Two monoclonal antibodies have been produced against chick type V collagen and shown to be highly specific for separate, conformational dependent determinants within this molecule. When used for immunocytochemical tissue localization, these antibodies show that a major site for the in situ deposition of type V is within the extracellular matrices of many dense connective tissues. In these, however, it is largely in a form unavailable to the antibodies, thus requiring a specific “unmasking” treatment to obtain successful immunocytochemical staining. The specificity of these two IgG antibodies was determined by inhibition ELISA, in which only type V and no other known collagen shows inhibition. In ELISA, mixtures of the two antibodies give an additive binding reaction to the collagen, suggesting that each is against a different antigenic determinant. That both antigenic determinants are conformational dependent, being either in, or closely associated with, the collagen helix is demonstrated by the loss of antibody binding to molecules that have been thermally denatured. The temperature at which this occurs, as assayed by inhibition ELISA, is very similar to that at which the collagen helix melts, as determined by optical rotation.
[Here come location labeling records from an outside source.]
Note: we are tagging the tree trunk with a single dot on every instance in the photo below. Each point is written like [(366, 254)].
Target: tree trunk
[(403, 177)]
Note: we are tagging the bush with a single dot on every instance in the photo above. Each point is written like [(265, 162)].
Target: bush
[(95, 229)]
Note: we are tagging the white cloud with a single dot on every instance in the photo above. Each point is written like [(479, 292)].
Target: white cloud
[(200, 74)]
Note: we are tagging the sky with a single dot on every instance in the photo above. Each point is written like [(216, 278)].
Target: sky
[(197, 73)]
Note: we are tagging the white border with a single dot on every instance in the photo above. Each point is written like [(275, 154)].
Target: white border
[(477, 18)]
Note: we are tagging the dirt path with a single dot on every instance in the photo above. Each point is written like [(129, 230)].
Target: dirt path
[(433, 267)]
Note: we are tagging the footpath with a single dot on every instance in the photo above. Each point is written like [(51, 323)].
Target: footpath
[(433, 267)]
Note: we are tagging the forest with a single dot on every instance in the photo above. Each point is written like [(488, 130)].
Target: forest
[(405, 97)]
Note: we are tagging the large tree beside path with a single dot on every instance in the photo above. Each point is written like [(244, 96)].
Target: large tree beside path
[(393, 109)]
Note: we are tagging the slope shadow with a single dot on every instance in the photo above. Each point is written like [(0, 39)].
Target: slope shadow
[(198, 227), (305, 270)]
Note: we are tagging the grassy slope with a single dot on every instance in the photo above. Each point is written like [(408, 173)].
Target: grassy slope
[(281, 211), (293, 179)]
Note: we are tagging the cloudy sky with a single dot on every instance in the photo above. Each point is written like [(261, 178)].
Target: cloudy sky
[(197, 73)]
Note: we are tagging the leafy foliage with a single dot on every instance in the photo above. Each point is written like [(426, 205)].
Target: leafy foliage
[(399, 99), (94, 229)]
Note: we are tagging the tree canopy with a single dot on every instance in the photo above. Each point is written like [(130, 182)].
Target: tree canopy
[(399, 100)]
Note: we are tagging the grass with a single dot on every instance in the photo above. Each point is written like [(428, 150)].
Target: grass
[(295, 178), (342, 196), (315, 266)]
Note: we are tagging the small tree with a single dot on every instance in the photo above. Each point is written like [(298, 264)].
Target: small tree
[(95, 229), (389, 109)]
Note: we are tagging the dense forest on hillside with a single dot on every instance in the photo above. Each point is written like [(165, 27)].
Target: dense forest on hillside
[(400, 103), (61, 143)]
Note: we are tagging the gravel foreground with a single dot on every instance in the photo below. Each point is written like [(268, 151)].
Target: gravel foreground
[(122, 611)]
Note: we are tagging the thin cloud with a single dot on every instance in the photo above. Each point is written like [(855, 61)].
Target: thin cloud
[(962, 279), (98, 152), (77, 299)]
This gives strong additional evidence that the antibodies are directed against the collagen. The antibodies were used for indirect immunofluorescence analyses of cryostat sections of corneas and other organs from 17 to 18-day-old chick embryos. Of all tissues examined only Bowman’s membrane gave a strong staining reaction with cryostat sections of unfixed material. Staining in other areas of the cornea and in other tissues was very light or nonexistent. When, however, sections were pretreated with pepsin dissolved in dilute HAc or, surprisingly, with the dilute HAc itself dramatic new staining by the antibodies was observed in most tissues examined. The staining, which was specific for the anti-type V collagen antibodies, was largely confined to extracellular matrices of dense connective tissues. Experiments using protease inhibitors suggested that the “unmasking” did not involve proteolysis. We do not yet know the mechanism of this unmasking; however, one possibility is that the dilute acid causes swelling or conformational changes in a type-V collagen-containing supramolecular structure. Further studies should allow us to determine whether this is the case.